The Euclidean Algorithm
- The Euclidean algorithm is an algorithm to find the greatest common divisor of two integers.
- i.e. given integers \(a\) and \(b\), find the largest integer that divides both.
- It relies on this theorem…
Theorem: For integers \(a\), \(b\), \(q\), and \(r\) with \(a=bq+r\), \(\gcd(a,b)=\gcd(b,r)\).
Proof: Suppose \(d\) is a common divisor of both \(a\) and \(b\). Then from earlier theorems about divisibility, \(d\) also divides \(a-bq=r\). Thus any common divisor of \(a\) and \(b\) is also a divisor of \(r\).
Similarly, consider a factor \(e\) that divides both \(b\) and \(r\). Then \(e\) also divides \(bq+r=a\). Thus the set of common divisors of \(a\) and \(b\) and of \(b\) and \(r\) are the same. Then the largest element of those sets must also be identical.∎
- Note that \(r\) here could be \(a\mathop{\mathbf{mod}}b\), but doesn't have to be.
- This is the algorithm:
procedure gcd(a, b) while b ≠ 0 a, b = b, a mod b return a
- From the above theorem, the GCD of \(a\) and \(b\) doesn't change as the loop runs.

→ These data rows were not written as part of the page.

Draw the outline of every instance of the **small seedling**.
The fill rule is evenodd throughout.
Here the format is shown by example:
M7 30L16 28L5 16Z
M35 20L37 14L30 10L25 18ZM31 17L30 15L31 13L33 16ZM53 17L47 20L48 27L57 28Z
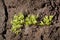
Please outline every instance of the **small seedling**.
M22 24L24 23L24 15L23 13L19 13L19 15L15 15L13 20L11 21L12 24L12 32L18 34L21 31ZM20 30L19 30L20 29Z
M37 23L37 17L36 15L28 15L28 17L26 17L25 19L25 24L26 25L35 25Z
M50 25L52 22L53 15L45 16L43 21L40 22L40 25Z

- We exit after \(a\mathop{\mathbf{mod}}b = 0\). Then \(b\mid a\), so the GCD of the two is \(b\) (which has shifted into \(a\) by the time we exit the loop).
- An example to find \(\gcd(123,345)\):
\(a\) \(b\) \(a\mathop{\mathbf{mod}}b\) 123 345 123 345 123 99 123 99 24 99 24 3 24 3 0 3 0 - So, \(\gcd(123,345)=3\).
- What is the running time of Euclid's algorithm?
- \(O(\log( \min(a,b)))\), but not for any obvious reason. (The text does prove it in section 4.3.)